The term "bin bug" was coined in August 2006 by the British media to refer to the use of Radio Frequency Identification (RFID) chips by some local councils to monitor the amount of domestic waste created by each household. The system works by having a unique RFID chip for each household's non-recycling wheelie bin (such households have two bins: one for general waste and one recycling bin). The chip is scanned by the dustbin lorry and, as it lifts the bin, records the weight of the contents. This is then stored in a central database that monitors the non-recycled waste output of each household.

==History==
In August 2006, it was reported that five Ulster councils had installed chips in household wheelie bins, and that three more local councils were about to trial the technology. Paul Bettison, the chairman of the Local Government Association's environment board, said that if pilot schemes received approval from the government and were successful, weighing schemes could be commonplace across the country within two years. While some councils informed the householders of their intentions to monitor their waste output many others did not. Worcester City Council, for example, detailed their plans through local newspaper Worcester News in August 2005. Aberdeen City Council kept the scheme quiet until a local newspaper ran the story; the council declared no intention to operate or bring the system online but did not rule out future use. Some councillors said that the purpose of the "bin bugs" was to settle disputes about the ownership of the bins, but others mentioned that the system is a trial and means that they are more prepared should the government introduce a household waste tax. The tax would be in the form of a charge for households that exceed set limits of non-recycled waste. With recycling in the UK amongst the lowest percentage in Europe at 18%, a new tax scheme would have the intention of encouraging domestic recycling and meeting European landfill reduction targets.

Each RFID chip costs around £2, with each scanning system costing around £15,000. The Local Government Association (LGA) provided £5 million to councils to fund 40 pilot schemes. They are supplied by two rival German companies: Sulo and Deister Electronic. Mr Bettison said that although removing a device from a bin "would not break any law", in the future a local authority might have grounds to refuse to empty the bin.

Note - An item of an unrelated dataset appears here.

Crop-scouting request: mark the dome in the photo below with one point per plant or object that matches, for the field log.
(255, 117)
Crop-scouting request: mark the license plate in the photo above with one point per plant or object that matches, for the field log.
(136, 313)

More recently, the usage of RFID chips on trash bins has been suggested for an Internet-of-things improvement and automation of waste collection. It could allow the monitoring of waste levels and the optimization of routes.

==European directives==
The motivation behind the RFID chips are to monitor the production of landfill waste so that councils can comply with the European Landfill Directive 1999/31/EC.
The standard regulating RFID tags for the waste industry is EN 14803 Identification and/or determination of the quantity of waste.

==Removing the bug==
The RFID tag is located in a recess under the front lip of the bin, either as a self-contained unit or behind a plastic cap.

There is some debate as to the legality of removing the RFID chip.